Das Verlangen nach dem Aufstieg

Francesco Petrarca schreibt in einem Brief an Francesco Dionigi von Borgo San Sepolcro, dass er heute den Mont Ventoux – auch Ventosus („der Windige“) genannt – bestiegen hat. Seine Motivation war einzig und allein der lang gehegte Wunsch, den Gipfel dieses Berges, dessen Anblick er seit seiner Kindheit kennt, endlich einmal aufzusuchen.
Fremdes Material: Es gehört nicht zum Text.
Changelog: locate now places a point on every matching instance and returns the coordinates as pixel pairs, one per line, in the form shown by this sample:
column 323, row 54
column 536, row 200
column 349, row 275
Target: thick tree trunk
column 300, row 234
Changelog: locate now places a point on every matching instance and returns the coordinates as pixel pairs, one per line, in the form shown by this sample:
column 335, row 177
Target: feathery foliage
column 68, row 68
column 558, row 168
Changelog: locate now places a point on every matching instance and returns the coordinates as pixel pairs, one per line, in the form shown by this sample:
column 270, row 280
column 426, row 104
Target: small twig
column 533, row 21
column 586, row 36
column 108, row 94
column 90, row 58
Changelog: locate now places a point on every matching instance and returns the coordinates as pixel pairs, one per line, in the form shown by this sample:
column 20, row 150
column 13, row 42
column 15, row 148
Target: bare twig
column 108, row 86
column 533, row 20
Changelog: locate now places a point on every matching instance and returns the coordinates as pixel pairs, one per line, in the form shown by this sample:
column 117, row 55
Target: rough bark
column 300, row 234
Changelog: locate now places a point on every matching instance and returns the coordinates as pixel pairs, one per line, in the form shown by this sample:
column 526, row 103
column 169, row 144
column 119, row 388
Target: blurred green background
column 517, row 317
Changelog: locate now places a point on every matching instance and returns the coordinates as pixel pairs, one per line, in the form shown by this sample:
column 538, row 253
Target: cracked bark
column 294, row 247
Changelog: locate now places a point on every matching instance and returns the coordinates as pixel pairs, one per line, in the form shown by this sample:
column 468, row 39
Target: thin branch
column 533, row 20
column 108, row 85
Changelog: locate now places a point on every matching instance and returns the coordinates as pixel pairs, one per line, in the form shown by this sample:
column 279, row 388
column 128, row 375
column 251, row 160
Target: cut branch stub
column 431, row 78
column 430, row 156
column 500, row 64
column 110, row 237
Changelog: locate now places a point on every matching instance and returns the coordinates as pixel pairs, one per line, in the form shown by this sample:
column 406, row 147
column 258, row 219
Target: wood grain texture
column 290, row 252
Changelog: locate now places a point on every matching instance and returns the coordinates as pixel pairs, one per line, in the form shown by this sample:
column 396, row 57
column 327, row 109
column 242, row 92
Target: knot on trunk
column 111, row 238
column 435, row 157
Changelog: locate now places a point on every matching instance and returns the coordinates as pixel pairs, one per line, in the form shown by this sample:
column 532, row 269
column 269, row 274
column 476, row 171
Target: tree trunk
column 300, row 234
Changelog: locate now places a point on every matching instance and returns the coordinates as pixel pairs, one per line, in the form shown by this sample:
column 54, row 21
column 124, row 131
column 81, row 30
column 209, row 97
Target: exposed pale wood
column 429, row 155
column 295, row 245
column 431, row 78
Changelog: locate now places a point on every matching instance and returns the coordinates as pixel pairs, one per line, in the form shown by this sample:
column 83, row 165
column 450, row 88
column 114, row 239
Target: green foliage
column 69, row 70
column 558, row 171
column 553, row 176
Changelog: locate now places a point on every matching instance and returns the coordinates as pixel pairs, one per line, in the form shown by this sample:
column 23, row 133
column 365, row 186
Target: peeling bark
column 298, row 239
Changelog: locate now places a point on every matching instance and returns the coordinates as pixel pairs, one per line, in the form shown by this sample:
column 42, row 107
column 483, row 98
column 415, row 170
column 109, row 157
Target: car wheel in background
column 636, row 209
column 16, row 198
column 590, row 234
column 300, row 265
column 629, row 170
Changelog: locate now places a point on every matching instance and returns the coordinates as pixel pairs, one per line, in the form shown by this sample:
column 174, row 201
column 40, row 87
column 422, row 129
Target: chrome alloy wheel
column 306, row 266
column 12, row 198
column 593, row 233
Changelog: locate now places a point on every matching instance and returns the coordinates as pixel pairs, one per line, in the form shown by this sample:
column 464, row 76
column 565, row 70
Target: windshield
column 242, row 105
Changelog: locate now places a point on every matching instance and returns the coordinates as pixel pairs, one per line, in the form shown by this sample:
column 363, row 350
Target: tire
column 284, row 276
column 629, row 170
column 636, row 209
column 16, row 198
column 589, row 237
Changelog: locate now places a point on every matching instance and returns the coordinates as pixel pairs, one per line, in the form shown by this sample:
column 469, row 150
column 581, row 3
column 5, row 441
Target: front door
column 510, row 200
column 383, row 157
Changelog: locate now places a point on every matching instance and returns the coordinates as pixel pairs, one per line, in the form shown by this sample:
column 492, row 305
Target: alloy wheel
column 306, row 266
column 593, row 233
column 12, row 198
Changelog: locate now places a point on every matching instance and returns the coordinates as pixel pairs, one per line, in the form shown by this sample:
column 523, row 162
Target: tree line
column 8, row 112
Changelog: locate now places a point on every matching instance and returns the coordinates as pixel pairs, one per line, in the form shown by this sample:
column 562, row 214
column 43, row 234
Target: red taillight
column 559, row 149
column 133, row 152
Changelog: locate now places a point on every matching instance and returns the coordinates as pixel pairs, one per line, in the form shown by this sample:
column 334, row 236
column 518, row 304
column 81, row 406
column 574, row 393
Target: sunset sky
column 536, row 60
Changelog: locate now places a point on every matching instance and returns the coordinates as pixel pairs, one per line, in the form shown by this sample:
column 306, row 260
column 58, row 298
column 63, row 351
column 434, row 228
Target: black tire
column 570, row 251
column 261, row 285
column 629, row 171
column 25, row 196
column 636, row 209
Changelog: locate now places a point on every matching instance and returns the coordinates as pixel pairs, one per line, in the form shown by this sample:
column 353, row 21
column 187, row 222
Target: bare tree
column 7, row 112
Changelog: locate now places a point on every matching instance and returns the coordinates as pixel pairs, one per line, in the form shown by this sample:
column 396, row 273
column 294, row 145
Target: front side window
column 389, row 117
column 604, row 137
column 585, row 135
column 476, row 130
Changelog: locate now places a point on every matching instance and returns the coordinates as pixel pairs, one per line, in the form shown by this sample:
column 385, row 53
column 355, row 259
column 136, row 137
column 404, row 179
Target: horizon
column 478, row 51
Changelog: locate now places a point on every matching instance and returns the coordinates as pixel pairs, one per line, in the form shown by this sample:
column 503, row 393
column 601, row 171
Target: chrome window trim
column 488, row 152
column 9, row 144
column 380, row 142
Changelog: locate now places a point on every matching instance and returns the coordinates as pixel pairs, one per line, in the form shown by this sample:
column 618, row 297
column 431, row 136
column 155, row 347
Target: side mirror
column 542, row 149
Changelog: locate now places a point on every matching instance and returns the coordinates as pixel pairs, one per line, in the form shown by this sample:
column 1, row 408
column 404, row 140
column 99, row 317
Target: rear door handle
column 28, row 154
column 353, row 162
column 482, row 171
„Den höchsten Berg dieser Gegend, den man nicht zu Unrecht Ventosus, ,den Windigen‘, nennt, habe ich am heutigen Tag bestiegen, allein vom Drang beseelt, diesen außergewöhnlich hohen Ort zu sehen.“ (S. 9)

In seinem Vorhaben hat ihn zudem die Lektüre der römischen Geschichte nach Livius bestärkt. Bei diesem hat Petrarca von der Besteigung des Haemus, eines Berges in Thessalien, durch den makedonischen König Philipp gelesen. Dieser hatte, dem Gerücht folgend, man könne vom Gipfel des Haemus sowohl das Adriatische wie auch das Schwarze Meer sehen, den Aufstieg gewagt. Ob das Gerücht stimmt, hat Petrarca nicht in Erfahrung bringen können: Die Schriftsteller sind darüber uneins, und der Berg ist für eine persönliche Überprüfung leider zu weit entfernt. Wäre der Berg in erreichbarer Nähe, so hätte Petrarca sich selbst ein Bild gemacht. Doch durch das historische Vorbild sah er sich zumindest gewappnet, ebenfalls eine Bergbesteigung in Angriff zu nehmen, zumal er dabei – anders als König Philipp – keine Staatsgeschäfte vernachlässigen musste.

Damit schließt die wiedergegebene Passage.